There is no protection beneath the bag. While the Sling isn’t likely to find itself on a hiking trail anytime soon, one should be cautious when placing the bag on a dirty or wet surface. Similarly, there is little protection for the tripod. This is fairly common, however the placement at the front means that it is somewhat likely to bump into things.
The dividers are stiff and relatively thin. While they are well suited for larger lenses, their size and shape means that smaller lenses like the Pentax Limited will probably move around inside their division.
With larger lenses, the shape and size of the dividers is ideal. This is counter-intuitive since a sling is usually meant for people traveling light. A full frame zoom lens will feel right at home inside the Sling, with the curve of the dividers and of the bag’s ends closely hugging the barrel of the lens.

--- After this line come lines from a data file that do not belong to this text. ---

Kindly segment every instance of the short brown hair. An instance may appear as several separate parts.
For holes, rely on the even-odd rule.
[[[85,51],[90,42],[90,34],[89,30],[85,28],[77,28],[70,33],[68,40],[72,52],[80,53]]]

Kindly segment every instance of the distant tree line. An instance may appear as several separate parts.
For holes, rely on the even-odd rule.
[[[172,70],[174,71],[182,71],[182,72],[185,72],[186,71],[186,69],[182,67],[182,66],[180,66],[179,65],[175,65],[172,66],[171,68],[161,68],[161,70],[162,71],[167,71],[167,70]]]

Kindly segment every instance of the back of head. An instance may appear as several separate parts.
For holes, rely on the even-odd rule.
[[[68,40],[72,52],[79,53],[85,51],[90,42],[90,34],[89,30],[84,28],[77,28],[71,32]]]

The bag is surprisingly large for a sling. It is as large as some smaller messenger bags. This is both a good and a bad thing. The streamlined design means that the bag is, in fact, as compact as it can be given its internal volume. For a larger camera like the K-1, a typical sling bag is likely to be a bit small, especially with a longer zoom lens mounted. The Everyday Sling is a good choice in that case.
One last wish would be that the manufacturer had found a way to better integrate the bag with the rest of their system. This system revolves around two components: the Capture clip, which does find its place on the Sling, and the anchor links which do not. On the Everyday Messenger for instance, the company included an anchor which is intended for carrying keys but could also, in a pinch, bear one of the company’s two types of pouches (since these make use of anchor links). On the Everyday Sling, there is no anchor, and no easy way to add one. This reduces the apparent modularity of the company’s anchor system.
These flaws are minor, and some of them should be seen more like improvement opportunities. They do not change the fact that this is an excellent product which is likely to please almost any user.